Губы Таунсенда тронула слабая улыбка.

— Так почему бы нам не купить их? — сказал он. — Если бы я заполучил его пакет, я мог бы…

— Даже не думайте, мистер Таунсенд.

ГЛАВА 39

ФАЙНЭНШЛ ТАЙМС, 1 ноября 1991 года:
АКЦИИ ИЗДАТЕЛЬСКИХ ГРУПП В СВОБОДНОМ ПАДЕНИИ

К тому моменту, когда Таунсенд поднялся на борт самолета, вылетающего в Гонолулу, Элизабет Бересфорд уже наполовину пересекла Атлантику. Последние три недели он держал самый тяжелый экзамен в своей жизни — и как после любого экзамена, теперь ему оставалось только ждать результатов.

Элизабет терзала его вопросами, дотошно исследовала каждую сделку, которую он когда-либо заключал. Теперь она знала о нем больше, чем его мать, жена, дети и налоговое управление вместе взятые. Таунсенд даже сомневался, есть ли хоть что-то, о чем она не знает — разве что о его внеклассной работе в крикетном павильоне с дочкой директора. А если бы он за те сведения платил, она, несомненно, потребовала бы, чтобы он сообщил ей все подробности сделки.

Каждый вечер, возвращаясь домой, измотанный, опустошенный, он обсуждал с Кейт последние позиции.

— Я уверен только в одном, — часто повторял он. — Мои шансы на спасение целиком и полностью находятся в руках этой женщины.

Они завершили этап номер один: Элизабет признала, что компания технически платежеспособна. После этого она перешла ко второму этапу — продаже активов. Когда она сказала Таунсенду, что миссис Саммерс хочет выкупить обратно свои акции в «Нью-Йорк Стар», он скрепя сердце согласился. Хорошо еще, что она позволила ему сохранить контрольный пакет акций в «Мельбурн Курьер» и «Аделаид Газетт». Однако он был вынужден продать «Перт Санди Монитор» и «Континент», чтобы оставить «Сидней Кроникл». Еще ему пришлось пожертвовать миноритарным пакетом акций австралийского телеканала и всеми неприбыльными дочерними компаниями «Мульти-Медиа» — для того чтобы сохранить «ТВ Ньюс».

К концу третьей недели этот стриптиз был доведен до конца, и она раздела его почти догола. И все из-за одного телефонного звонка. Казалось, эти слова теперь будут преследовать его всю жизнь: «Могу я узнать, о какой сумме идет речь, мистер Таунсенд?» — «Да, господин посол. Три миллиарда долларов».

Он все время помнил, что есть еще резервный план, который надо обдумать, прежде чем она приступит к третьему этапу.

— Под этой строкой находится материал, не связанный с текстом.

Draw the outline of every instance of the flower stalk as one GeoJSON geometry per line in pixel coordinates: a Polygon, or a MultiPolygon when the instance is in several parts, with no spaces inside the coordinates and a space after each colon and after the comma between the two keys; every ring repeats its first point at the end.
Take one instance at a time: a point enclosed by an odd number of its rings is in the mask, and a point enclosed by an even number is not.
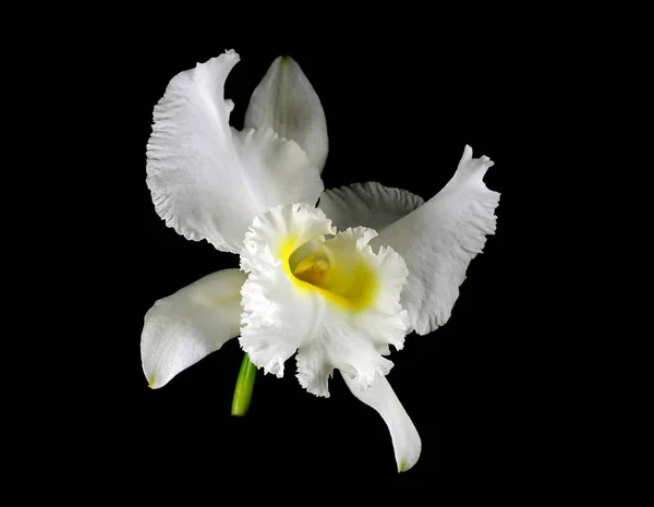
{"type": "Polygon", "coordinates": [[[247,413],[255,378],[256,366],[252,364],[247,354],[243,354],[239,378],[237,378],[237,387],[234,388],[234,398],[232,400],[232,415],[242,417],[247,413]]]}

Сколько бы они ни переписывали пресс-релиз, концовка всегда оставалась одинаковой: в соответствии с положениями Главы 11 Кодекса США о банкротстве «Глобал Корпорейшн» объявляет о добровольной ликвидации. Это были одни из самых страшных двух часов в его жизни. Он живо представил себе броский заголовок в «Ситизене»: «Таунсенд — банкрот».

Когда текст пресс-релиза был наконец готов, Элизабет сообщила, что теперь готова перейти к следующему этапу. Она спросила Таунсенда, какие банки, по его мнению, отнесутся с наибольшим сочувствием к его проблемам. Он с ходу назвал шесть, потом добавил еще пять — их многолетние отношения с компанией всегда строились на дружелюбной основе. Но что касается остальных, предупредил он, он никогда не имел с ними дела до того, как ему потребовались три миллиарда на покупку «Мульти-Медиа». Один из них уже потребовал вернуть ссуду «хотя бы частично».

— Значит, его мы оставим напоследок, — решила Бересфорд.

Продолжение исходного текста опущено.